Beaulieu is a guitarist that favors and produces some of his best work while writing and playing on a subconscious level, “…My amp’s next to my TV, so I just turn my amp on, pick up the guitar, sit on my couch and just watch TV-shows or movies or something and play guitar and it’s like you’re playing but you’re not full on thinking about it. It’s just like autopilot and usually when I do that, that’s when a guitar lick or a riff will come out and then you work on it. It’s more fun for me.”

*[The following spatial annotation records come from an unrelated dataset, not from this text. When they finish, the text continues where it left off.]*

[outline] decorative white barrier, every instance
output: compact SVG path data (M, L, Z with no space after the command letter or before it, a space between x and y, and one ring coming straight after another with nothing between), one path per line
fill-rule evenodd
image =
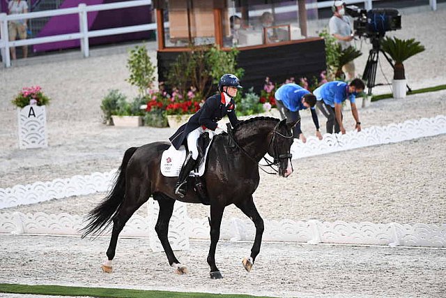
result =
M89 175L76 175L68 179L0 188L0 209L107 191L116 172L114 170L104 173L94 172Z
M305 144L296 140L291 147L291 154L293 159L302 158L443 133L446 133L446 116L438 115L433 118L408 120L386 126L372 126L364 128L360 133L352 131L345 135L325 134L322 140L315 137L309 137Z
M153 203L147 218L132 216L121 235L149 237L153 251L162 248L154 230L157 205ZM178 212L177 212L178 211ZM178 213L178 214L176 214ZM189 218L184 204L178 204L169 225L169 239L174 250L189 248L189 239L209 239L208 218ZM147 223L149 223L148 225ZM46 214L15 212L0 214L0 233L79 234L84 225L83 218L67 214ZM105 233L105 234L109 234ZM253 241L254 223L249 220L233 218L222 223L220 239L232 241ZM264 241L309 244L347 244L389 245L390 246L425 246L446 248L446 224L414 225L374 223L369 222L333 223L319 221L265 221Z
M339 151L394 143L417 137L446 133L446 116L420 120L408 120L387 126L373 126L360 133L350 131L345 135L325 134L322 140L309 137L306 143L295 140L291 147L293 158L302 158ZM106 191L111 186L116 170L33 184L17 185L0 188L0 209L38 203L51 199L72 195L85 195Z
M45 105L26 105L17 109L19 148L48 147L47 114Z
M151 248L153 251L164 251L158 236L155 231L155 225L158 218L160 206L157 202L150 199L147 204L148 216L146 222L148 223L148 238ZM189 233L187 221L187 209L186 204L176 202L174 205L174 213L169 223L169 241L174 251L189 249Z

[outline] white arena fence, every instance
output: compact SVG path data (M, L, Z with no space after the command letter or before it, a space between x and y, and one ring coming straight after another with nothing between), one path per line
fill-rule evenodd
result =
M153 251L162 251L154 228L157 203L151 199L148 206L148 216L134 215L125 225L121 236L148 237L151 248ZM187 217L185 203L178 202L175 207L169 228L169 239L174 250L188 249L190 239L209 239L207 218ZM264 222L263 239L267 241L446 248L446 224L268 219ZM0 213L0 233L79 235L79 230L84 225L82 216L68 214ZM105 235L109 235L109 232ZM222 223L222 240L254 241L254 235L255 227L248 219L233 218L224 219Z
M379 0L373 0L379 1ZM346 3L348 4L355 4L363 3L364 7L367 10L372 8L372 0L346 0ZM437 9L436 0L429 0L429 5L433 10ZM91 37L107 36L116 34L122 34L126 33L140 32L148 30L155 30L157 28L156 23L144 24L136 26L128 26L125 27L111 28L102 30L89 31L87 22L87 13L93 11L107 10L112 9L125 8L129 7L143 6L151 5L151 0L134 0L123 2L116 2L107 4L98 4L87 6L84 3L80 3L77 7L69 8L54 9L51 10L43 10L32 12L28 13L22 13L19 15L10 15L6 13L0 13L0 52L3 63L6 67L10 67L10 54L9 49L13 47L19 47L23 45L38 45L46 43L53 43L56 41L65 41L72 40L80 40L81 52L84 57L89 57L90 50L89 44L89 38ZM333 1L324 1L316 3L310 3L307 4L307 9L323 8L330 7L333 5ZM283 7L278 8L276 10L281 9L284 11L292 11L294 8ZM29 38L26 40L10 41L8 35L8 22L22 19L35 19L38 17L54 17L57 15L64 15L70 14L79 15L79 28L78 33L72 33L68 34L54 35L52 36L38 37ZM255 12L254 13L255 15ZM166 22L164 24L164 28L169 28L169 23Z
M383 127L371 127L360 133L325 135L323 140L309 137L304 144L293 144L293 158L324 154L380 144L401 142L446 133L446 116L406 121ZM107 191L116 171L75 176L67 179L36 182L10 188L0 188L0 209L33 204L53 198L85 195ZM157 204L149 200L146 218L134 216L123 231L123 236L148 237L151 248L162 250L155 233ZM83 218L68 214L46 214L20 212L0 214L0 233L79 234ZM265 221L266 241L376 244L392 246L446 248L446 224L401 225L397 223L333 223L319 221ZM249 220L232 218L222 224L221 238L226 240L253 240L254 224ZM208 218L190 218L186 204L178 202L169 225L169 239L174 249L187 249L189 239L208 239Z
M295 140L291 147L291 153L293 159L302 158L443 133L446 133L446 115L438 115L385 126L371 126L360 133L353 131L345 135L325 134L322 140L309 137L305 144ZM116 170L95 172L89 175L77 175L68 179L0 188L0 209L105 192L111 187L115 174Z

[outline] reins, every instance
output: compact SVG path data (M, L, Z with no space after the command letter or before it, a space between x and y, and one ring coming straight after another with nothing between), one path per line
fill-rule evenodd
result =
M236 140L236 138L234 137L232 131L228 130L228 135L229 136L229 138L231 139L231 140L233 142L233 143L236 145L236 147L237 148L238 148L239 149L240 149L240 151L242 152L243 152L243 154L245 155L246 155L248 158L249 158L249 160L251 160L253 163L254 163L256 165L257 165L257 167L261 170L262 171L263 171L264 172L266 172L266 174L269 174L271 175L275 175L277 174L277 173L279 173L279 170L278 169L275 169L273 166L274 165L278 165L279 163L280 162L281 159L285 159L285 158L291 158L292 157L291 154L279 154L277 152L277 142L274 142L275 140L275 137L276 137L276 135L279 135L282 137L285 137L285 138L292 138L293 137L293 131L291 131L291 135L284 135L280 133L278 133L276 131L276 128L274 128L274 130L272 131L272 137L271 137L271 140L270 140L270 143L268 145L268 148L269 149L269 148L271 147L271 144L272 144L272 150L274 152L274 156L272 156L272 158L274 158L273 161L270 161L269 159L268 159L266 157L263 156L263 159L265 160L265 161L266 162L266 165L261 165L259 162L257 162L257 161L256 161L255 159L254 159L251 155L246 151L246 150L245 150L240 144L238 144L238 143L237 142L237 141ZM263 168L262 167L270 167L271 169L272 169L272 170L275 172L267 172L266 170L263 170Z

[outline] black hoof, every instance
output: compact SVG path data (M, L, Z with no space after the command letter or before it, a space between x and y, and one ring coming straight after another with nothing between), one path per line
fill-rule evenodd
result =
M216 271L214 272L210 272L210 278L212 279L220 279L223 278L223 276L222 276L222 274L220 271Z

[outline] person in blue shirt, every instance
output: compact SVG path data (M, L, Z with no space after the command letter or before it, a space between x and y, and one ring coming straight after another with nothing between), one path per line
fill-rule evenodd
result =
M310 108L313 122L316 126L316 136L322 140L322 135L319 131L319 121L316 112L316 96L308 90L297 84L290 83L281 86L274 94L277 109L282 119L286 119L287 122L293 122L300 119L299 111ZM293 128L294 137L298 137L304 143L307 138L300 129L300 121Z
M316 105L322 114L327 117L327 133L339 131L344 135L346 129L342 124L342 103L348 99L351 105L351 113L356 121L355 128L361 131L361 122L357 114L355 98L364 91L365 87L361 79L354 79L350 84L341 81L328 82L314 90L317 100Z

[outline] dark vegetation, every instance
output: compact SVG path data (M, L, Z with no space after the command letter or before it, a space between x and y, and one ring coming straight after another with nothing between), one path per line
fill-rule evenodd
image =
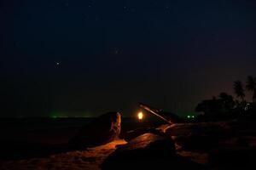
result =
M199 103L195 111L202 112L198 116L199 119L219 120L230 118L255 118L256 115L256 78L247 76L246 85L241 81L235 81L234 93L236 97L222 92L218 96L213 96L211 99L206 99ZM251 101L247 101L246 91L253 93Z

Fortunately for Trivium fans, Beaulieu is just as capable of writing while on the road. “We do a lot of writing on tour, so we’re always writing riff ideas in the dressing room and recording on our laptops or like showing each other riffs in the dressing room and kind of bouncing ideas off each other. We like to do that so we have a lot of… so we can kind of start the basic song ideas. We may not have the whole record by the time we get done, but at least having like a good chunk of anywhere from like four to six songs. A good number of tunes that start early on and during the touring and on the bus, we’ll just listen to songs on the speakers and throughout the tours, modify the riffs or add stuff to them or add parts to the song. It kind of gives us a little extra head start with putting the songs together, so by the time we get off the tour and it’s time to go work on the record, we can go into the rehearsal space and everyone’s already familiar with a good chunk of songs and we can get right into putting the songs together and go through all that and fine tuning them and then things change when the whole band is playing together, with the songs and the way they feel and everything like that and then modify that and once you do that everyone brings in new song ideas and keep adding to the songs we have…”
Beaulieu also commented on the concept behind ‘In Waves’, which one could be forgiven for interpreting as being about the recent tsunami disaster in Japan; “In waves” can mean a bunch of different things. Not just necessarily about an actual wave. It can be that things come in waves one after the other. I’m not really sure because Matt never… he’s doing this whole thing where he doesn’t want to explain the meaning of what anything means on the record, like the lyrics or the artwork or anything. He wants everyone to be able to get into the record and listen to the record and be able to form their own ideas and what the songs mean to them, instead of having someone else saying “This is what the song means!” and then not be able to make the song their own, the way it means to them. A lot of the stuff he just kind of wrote a lot and it flowed out and he didn’t really have a definite meaning of what it’s supposed to actually mean, because it just kind of came out. A lot of stuff was inspired by visual art and movies and stuff and not necessarily inspired by music. It could mean a lot of things and I just think that everything with the record, everyone will hopefully form their own… kind of what it means to them and make it more personal to them when they listen to it. I couldn’t even really tell you because Matt hasn’t even told me what most of the shit means, so I kind of have to do the same thing.”